I looked at her with what I liked to think was a lascivious expression.

“Besides,” I said, “it’s your fault.”

She got dressed and went out to the little refrigerator in the hall to get me a Diet Pepsi.

The phone rang.

“Hello, son.”

“Hello, Dad.”

“What’s this I got in the mail today?” he asked.

“From me?”

“No, from Elvis,” he said. “Yes, from you.”

“It’s a Father’s Day card,” I answered.

“It isn’t Father’s Day,” Graham said.

“It should be,” I said.

There was a long silence over the phone. Then I said, “Dad, thanks for finding me.”

“Forget it,” Graham said. “So how’s Palm Springs?”

I laughed, then he nagged me about my various terrible injuries and I told him I was okay.

“Well, you take care of yourself,” he said.

“Yeah, you too.”

We would have gone on in that vein but it would have been absolutely bathetic.

Karen came back in, sat down on the bed and handed me the Diet Pepsi.

“Did we attempt to make a baby?” I asked.

I was willing. I thought I could handle it.

Talk about your long silences.

Then she shook her head.

“I still want to, though,” she said.

“I think I do, too.”

“But you don’t know,” she said.

“No.”

She sighed, lay down next to me in the bed, and snuggled her face into my neck.

“Not knowing’s not good enough,” she said. I’m sorry.

“Don’t be sorry. Wherever you go, there you are.”

We held each other as tightly as two people with various broken bones could.

“I think you’re right,” I said. “I think I have a lot of stuff to work out.”

“I hate saying it,” she said. “But I think so, too. I just want you to know. I’ve been thinking about it, too. A kid deserves that, you know?”

“Yeah, I do.”

“I guess you do.”

I swallowed hard and said, “So I think I’ll go see somebody.”

“You mean like a shrink?”

“Don’t sound so shocked.”

“No, I think it’s a good idea,” she said. “I’m just surprised that you do.”

“I don’t. I just don’t know how else to go about it.”

We shared some more silence.

“I think we should postpone the wedding,” she said.

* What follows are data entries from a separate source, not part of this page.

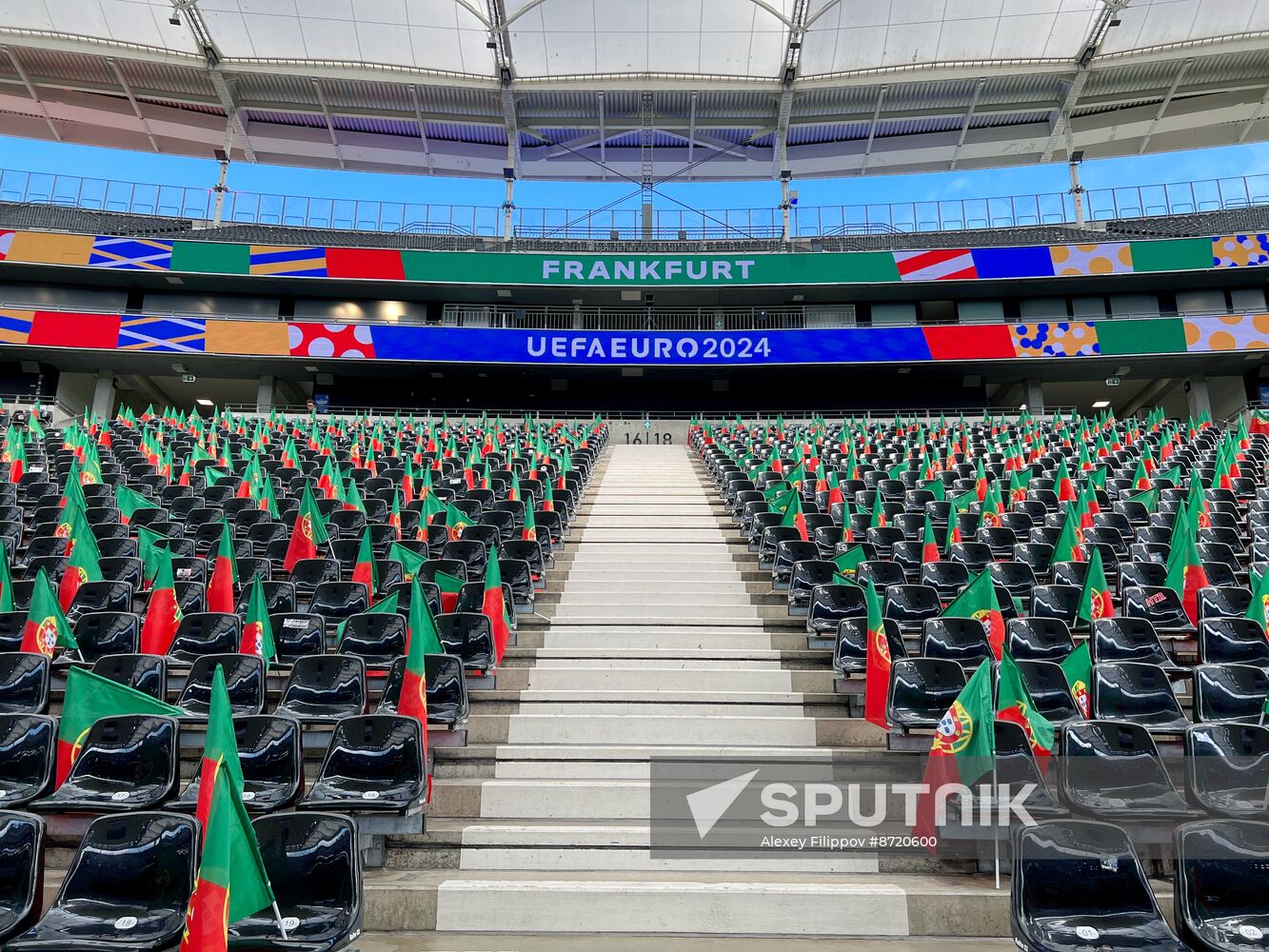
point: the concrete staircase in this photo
(656, 645)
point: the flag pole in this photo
(282, 928)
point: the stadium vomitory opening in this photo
(697, 475)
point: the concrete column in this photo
(103, 395)
(1033, 395)
(1197, 395)
(264, 394)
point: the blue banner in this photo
(650, 348)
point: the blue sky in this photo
(1231, 162)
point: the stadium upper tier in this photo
(640, 89)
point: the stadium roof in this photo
(590, 89)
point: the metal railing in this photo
(1054, 208)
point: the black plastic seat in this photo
(850, 651)
(469, 636)
(377, 638)
(1127, 640)
(922, 689)
(137, 867)
(1039, 639)
(325, 688)
(22, 872)
(28, 753)
(1077, 886)
(1115, 772)
(374, 764)
(144, 673)
(315, 867)
(1227, 768)
(271, 761)
(1219, 883)
(206, 634)
(1238, 640)
(1230, 692)
(297, 634)
(336, 601)
(446, 689)
(127, 764)
(244, 682)
(1136, 692)
(24, 678)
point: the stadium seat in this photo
(129, 762)
(1113, 771)
(922, 689)
(315, 867)
(324, 688)
(144, 673)
(1230, 692)
(24, 680)
(1078, 885)
(1227, 768)
(373, 764)
(271, 762)
(244, 681)
(137, 868)
(28, 750)
(22, 872)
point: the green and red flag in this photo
(1078, 668)
(963, 746)
(90, 697)
(46, 628)
(231, 882)
(307, 532)
(1014, 704)
(258, 630)
(163, 612)
(979, 601)
(877, 662)
(220, 589)
(494, 605)
(365, 570)
(1096, 600)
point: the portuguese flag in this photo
(963, 746)
(1096, 601)
(979, 601)
(163, 612)
(450, 588)
(793, 514)
(90, 697)
(492, 605)
(220, 749)
(231, 880)
(365, 570)
(456, 521)
(46, 626)
(1185, 574)
(1078, 668)
(258, 631)
(422, 640)
(307, 532)
(876, 662)
(220, 589)
(1014, 704)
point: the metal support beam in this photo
(872, 129)
(330, 124)
(132, 101)
(964, 125)
(1162, 106)
(423, 129)
(30, 90)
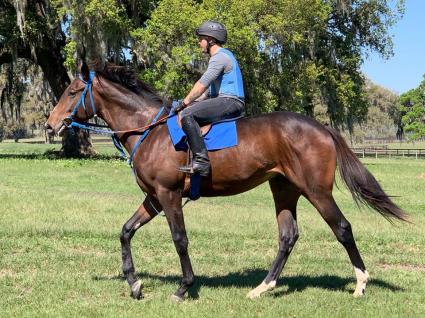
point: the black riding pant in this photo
(214, 109)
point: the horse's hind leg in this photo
(327, 207)
(146, 212)
(285, 196)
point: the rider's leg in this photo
(200, 162)
(205, 112)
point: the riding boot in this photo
(200, 161)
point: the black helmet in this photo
(213, 29)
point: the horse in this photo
(297, 156)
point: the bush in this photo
(16, 131)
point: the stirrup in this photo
(190, 169)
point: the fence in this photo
(388, 153)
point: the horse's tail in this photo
(362, 184)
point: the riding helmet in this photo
(213, 29)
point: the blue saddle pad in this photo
(222, 135)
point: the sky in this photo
(406, 68)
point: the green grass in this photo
(60, 254)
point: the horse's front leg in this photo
(171, 202)
(146, 212)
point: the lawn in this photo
(60, 253)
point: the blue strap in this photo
(118, 145)
(142, 137)
(87, 88)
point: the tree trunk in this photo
(48, 56)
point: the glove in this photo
(180, 106)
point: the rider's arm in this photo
(216, 66)
(204, 96)
(197, 90)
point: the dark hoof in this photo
(177, 299)
(136, 290)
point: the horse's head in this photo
(76, 103)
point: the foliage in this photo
(16, 131)
(412, 104)
(293, 54)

“Is that a gentle way of saying we’re not getting married?”

“No, it’s a gentle way of saying that we shouldn’t get married until we know what we want,” she said. “And I guess we need to be alone for a while.”

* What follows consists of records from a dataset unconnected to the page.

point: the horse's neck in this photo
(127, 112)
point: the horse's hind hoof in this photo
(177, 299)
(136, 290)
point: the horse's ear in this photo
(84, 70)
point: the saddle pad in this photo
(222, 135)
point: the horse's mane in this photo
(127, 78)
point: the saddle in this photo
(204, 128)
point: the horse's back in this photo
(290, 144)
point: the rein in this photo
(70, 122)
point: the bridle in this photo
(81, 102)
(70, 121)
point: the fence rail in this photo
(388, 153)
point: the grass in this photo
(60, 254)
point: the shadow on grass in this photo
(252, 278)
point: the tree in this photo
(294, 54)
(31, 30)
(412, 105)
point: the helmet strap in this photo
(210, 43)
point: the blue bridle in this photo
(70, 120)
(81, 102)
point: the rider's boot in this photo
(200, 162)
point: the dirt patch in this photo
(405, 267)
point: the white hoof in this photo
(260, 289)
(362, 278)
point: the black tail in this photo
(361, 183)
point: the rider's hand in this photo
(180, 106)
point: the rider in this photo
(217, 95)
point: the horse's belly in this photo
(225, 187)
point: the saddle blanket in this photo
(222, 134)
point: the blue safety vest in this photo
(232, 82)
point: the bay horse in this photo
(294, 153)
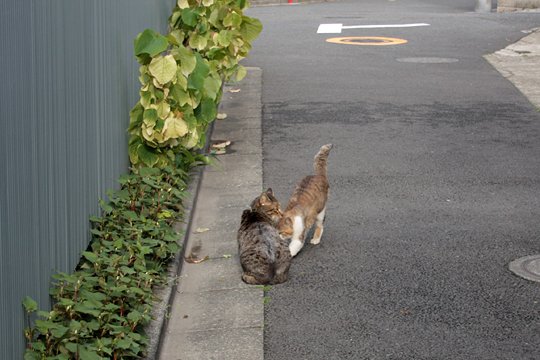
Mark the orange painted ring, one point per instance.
(367, 41)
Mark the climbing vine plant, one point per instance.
(100, 310)
(181, 76)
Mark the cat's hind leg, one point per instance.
(318, 228)
(297, 241)
(256, 280)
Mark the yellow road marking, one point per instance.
(367, 40)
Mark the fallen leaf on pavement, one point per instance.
(193, 259)
(221, 144)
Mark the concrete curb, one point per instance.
(164, 294)
(255, 3)
(214, 315)
(519, 64)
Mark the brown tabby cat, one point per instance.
(307, 205)
(264, 255)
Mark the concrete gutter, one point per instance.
(520, 63)
(518, 5)
(214, 315)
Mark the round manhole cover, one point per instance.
(527, 267)
(428, 60)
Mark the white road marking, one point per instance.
(337, 28)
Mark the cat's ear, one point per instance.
(263, 199)
(288, 221)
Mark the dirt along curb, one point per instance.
(213, 314)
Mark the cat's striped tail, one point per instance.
(321, 159)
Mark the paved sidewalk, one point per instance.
(214, 315)
(520, 64)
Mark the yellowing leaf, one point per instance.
(241, 73)
(174, 127)
(197, 41)
(192, 140)
(163, 68)
(182, 4)
(163, 110)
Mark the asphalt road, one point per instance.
(435, 183)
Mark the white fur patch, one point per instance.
(298, 228)
(319, 230)
(296, 243)
(295, 246)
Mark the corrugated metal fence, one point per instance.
(68, 81)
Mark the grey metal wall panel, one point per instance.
(69, 81)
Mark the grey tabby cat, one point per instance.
(264, 256)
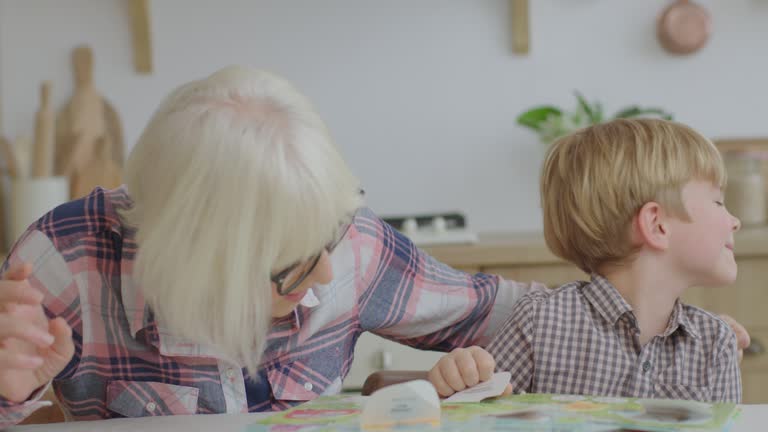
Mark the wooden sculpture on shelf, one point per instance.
(84, 127)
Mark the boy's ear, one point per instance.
(649, 227)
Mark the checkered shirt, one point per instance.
(583, 338)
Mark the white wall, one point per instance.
(421, 95)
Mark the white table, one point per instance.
(754, 418)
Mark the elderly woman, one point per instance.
(234, 272)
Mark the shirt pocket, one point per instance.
(672, 390)
(147, 398)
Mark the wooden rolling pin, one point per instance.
(42, 153)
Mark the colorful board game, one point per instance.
(530, 412)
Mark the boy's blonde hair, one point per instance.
(595, 180)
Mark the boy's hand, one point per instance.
(742, 337)
(462, 368)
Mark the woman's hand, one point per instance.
(462, 368)
(33, 349)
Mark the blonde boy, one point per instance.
(638, 205)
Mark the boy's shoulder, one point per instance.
(554, 297)
(705, 325)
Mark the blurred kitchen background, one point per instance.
(421, 96)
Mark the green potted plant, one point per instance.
(551, 122)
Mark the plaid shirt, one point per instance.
(583, 339)
(126, 364)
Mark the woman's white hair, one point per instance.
(234, 178)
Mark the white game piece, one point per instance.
(491, 388)
(409, 403)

That scared the shit out of me. “You’ll be there when I come back?” “If it works out that way,” she said. “And I hope it works out that way. I love you.” “I love you, too.”

I left the hospital two days later. I was still sore and still hurting and had a heroic limp, but it was time to go. I said good-bye to Nathan and Hope. Karen had already left.

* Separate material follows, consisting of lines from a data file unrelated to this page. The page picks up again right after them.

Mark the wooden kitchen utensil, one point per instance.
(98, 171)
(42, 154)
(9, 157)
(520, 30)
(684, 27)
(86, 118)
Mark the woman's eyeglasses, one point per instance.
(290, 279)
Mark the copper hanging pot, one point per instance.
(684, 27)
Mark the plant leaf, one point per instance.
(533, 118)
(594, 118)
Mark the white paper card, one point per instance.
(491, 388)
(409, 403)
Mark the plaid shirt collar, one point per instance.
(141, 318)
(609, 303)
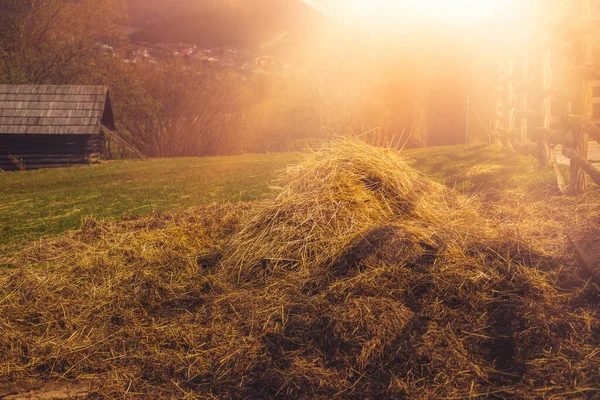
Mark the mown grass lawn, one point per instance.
(47, 202)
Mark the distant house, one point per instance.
(47, 126)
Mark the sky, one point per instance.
(391, 15)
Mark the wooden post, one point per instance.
(497, 106)
(583, 103)
(544, 149)
(508, 103)
(523, 96)
(468, 109)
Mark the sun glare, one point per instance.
(445, 11)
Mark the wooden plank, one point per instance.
(53, 89)
(51, 105)
(49, 121)
(45, 130)
(15, 112)
(52, 97)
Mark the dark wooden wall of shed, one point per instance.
(48, 151)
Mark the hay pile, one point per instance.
(357, 277)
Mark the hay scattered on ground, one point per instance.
(358, 277)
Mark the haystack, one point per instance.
(340, 197)
(357, 277)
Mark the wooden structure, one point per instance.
(45, 126)
(547, 91)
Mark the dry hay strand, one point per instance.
(338, 194)
(356, 278)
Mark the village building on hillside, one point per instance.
(46, 126)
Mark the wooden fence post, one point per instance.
(523, 96)
(583, 101)
(508, 103)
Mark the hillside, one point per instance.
(213, 23)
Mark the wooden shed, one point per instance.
(46, 126)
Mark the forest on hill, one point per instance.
(211, 23)
(322, 78)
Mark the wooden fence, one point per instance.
(548, 92)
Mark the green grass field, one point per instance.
(47, 202)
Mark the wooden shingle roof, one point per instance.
(49, 109)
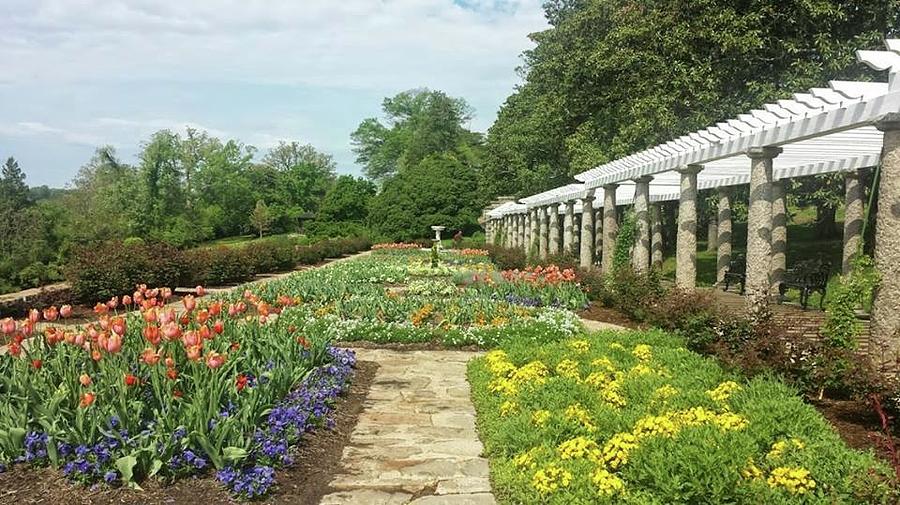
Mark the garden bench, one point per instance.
(808, 277)
(736, 273)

Saying goodbye to Nathan was harder than I thought it would be. It’s funny-first I couldn’t wait to get rid of him, and when I finally did I felt kind of sad. I just had this feeling that I had seen the last of Natty Silver and that there weren’t any more coming down the road.

I don’t want to talk about saying good-bye to Karen.

I didn’t really know where I was going so I finally got on that flight to Palm Springs. I hated to leave a trip unfinished, I wanted to find a shrink, and I figured that they probably had a few of them in California.

So I never should have got out of the hot tub, right? Sometimes you get out of the hot water just to jump right back into it.

But maybe you have to almost drown before you really learn to swim. And sometimes you find out that you’re somewhat broken and you can’t swim at all.

But you do anyway.

Drowning in the desert, you just tread water.